Of course they are. That's why the "deal" was never submitted to Congress as a treaty; because it was always intended to be as "living and breathing" a document as leftists insist the Constitution is. Ditto with all the secret "side deals" that the White House wouldn't allow anybody else to see and still refuse to permit to this day. They're essentially re-writing "deal" stipulations on the fly that nobody outside Tehran and the White House has ever seen, which logically means that Congress hasn't even a starting point from which to even begin an investigation. And since they were the ones who preemptively signed off on O's not having to call the "deal" a treaty and submit to Congress for review in the first place, their belated "concerns" look scarcely any less phony-baloney plastic banana than the ongoing, "legacy"-protecting, mullah-fellation of The One.
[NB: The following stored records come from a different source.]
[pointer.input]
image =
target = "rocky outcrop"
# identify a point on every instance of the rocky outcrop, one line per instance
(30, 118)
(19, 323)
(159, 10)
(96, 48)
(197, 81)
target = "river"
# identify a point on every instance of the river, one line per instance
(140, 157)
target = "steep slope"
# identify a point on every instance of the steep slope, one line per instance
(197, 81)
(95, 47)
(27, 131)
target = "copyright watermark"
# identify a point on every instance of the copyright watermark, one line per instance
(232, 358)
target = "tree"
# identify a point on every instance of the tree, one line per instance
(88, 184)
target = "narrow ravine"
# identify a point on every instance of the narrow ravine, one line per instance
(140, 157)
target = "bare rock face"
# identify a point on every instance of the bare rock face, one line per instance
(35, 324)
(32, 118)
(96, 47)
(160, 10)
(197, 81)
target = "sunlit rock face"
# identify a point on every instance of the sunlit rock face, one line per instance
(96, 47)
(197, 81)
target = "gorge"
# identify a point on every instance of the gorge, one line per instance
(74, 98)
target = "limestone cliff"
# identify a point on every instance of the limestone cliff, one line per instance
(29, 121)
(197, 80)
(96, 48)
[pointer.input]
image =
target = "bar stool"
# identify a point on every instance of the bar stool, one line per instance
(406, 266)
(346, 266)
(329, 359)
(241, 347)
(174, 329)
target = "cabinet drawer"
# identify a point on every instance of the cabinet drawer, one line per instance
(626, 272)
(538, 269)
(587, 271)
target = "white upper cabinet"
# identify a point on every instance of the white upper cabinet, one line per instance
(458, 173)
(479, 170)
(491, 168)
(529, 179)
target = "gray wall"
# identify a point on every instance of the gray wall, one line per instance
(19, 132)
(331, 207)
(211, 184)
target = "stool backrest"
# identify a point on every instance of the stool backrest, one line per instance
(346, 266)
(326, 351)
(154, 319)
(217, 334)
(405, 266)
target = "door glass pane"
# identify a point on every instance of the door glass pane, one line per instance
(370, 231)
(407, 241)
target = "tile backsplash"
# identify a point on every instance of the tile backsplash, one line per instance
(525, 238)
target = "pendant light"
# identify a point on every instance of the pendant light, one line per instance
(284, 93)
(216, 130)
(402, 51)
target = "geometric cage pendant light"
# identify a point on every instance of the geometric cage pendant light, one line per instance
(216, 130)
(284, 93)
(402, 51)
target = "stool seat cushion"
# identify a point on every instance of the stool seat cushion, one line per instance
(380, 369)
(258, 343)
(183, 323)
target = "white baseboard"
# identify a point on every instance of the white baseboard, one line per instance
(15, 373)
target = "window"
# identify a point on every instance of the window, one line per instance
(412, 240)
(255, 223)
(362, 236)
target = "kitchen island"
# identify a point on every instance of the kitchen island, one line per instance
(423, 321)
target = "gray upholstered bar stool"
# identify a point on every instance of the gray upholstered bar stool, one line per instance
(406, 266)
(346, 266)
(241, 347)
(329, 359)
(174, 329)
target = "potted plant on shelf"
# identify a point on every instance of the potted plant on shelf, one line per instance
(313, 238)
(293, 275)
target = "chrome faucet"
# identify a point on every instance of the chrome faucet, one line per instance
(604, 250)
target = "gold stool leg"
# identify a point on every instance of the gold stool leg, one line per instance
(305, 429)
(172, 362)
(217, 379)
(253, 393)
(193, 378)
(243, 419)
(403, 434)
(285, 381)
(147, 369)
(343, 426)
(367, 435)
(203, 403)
Amazing it is how clarity reasserts itself when parties no longer have a reason to cloud it:
Russian ambassador Vitaly Churkin pointed out the "legal distinction" in the "deal's" wording.
He said, "A call is different from a ban so legally you cannot violate a call, you can comply with a call or you can ignore the call, but you cannot violate a call."
The lawmakers rejected that claim, saying it allows Iran "to do anything it wants."
Precisely. Something neither the mullahs nor their Russian sponsors have any reason not to crow about openly, but which the Obama Regime prefers to keep quiet.
Why, I couldn't say. It's not like congressional Republicans can "investigate" their way out of a paper bag, anyway, even to cover their own asses.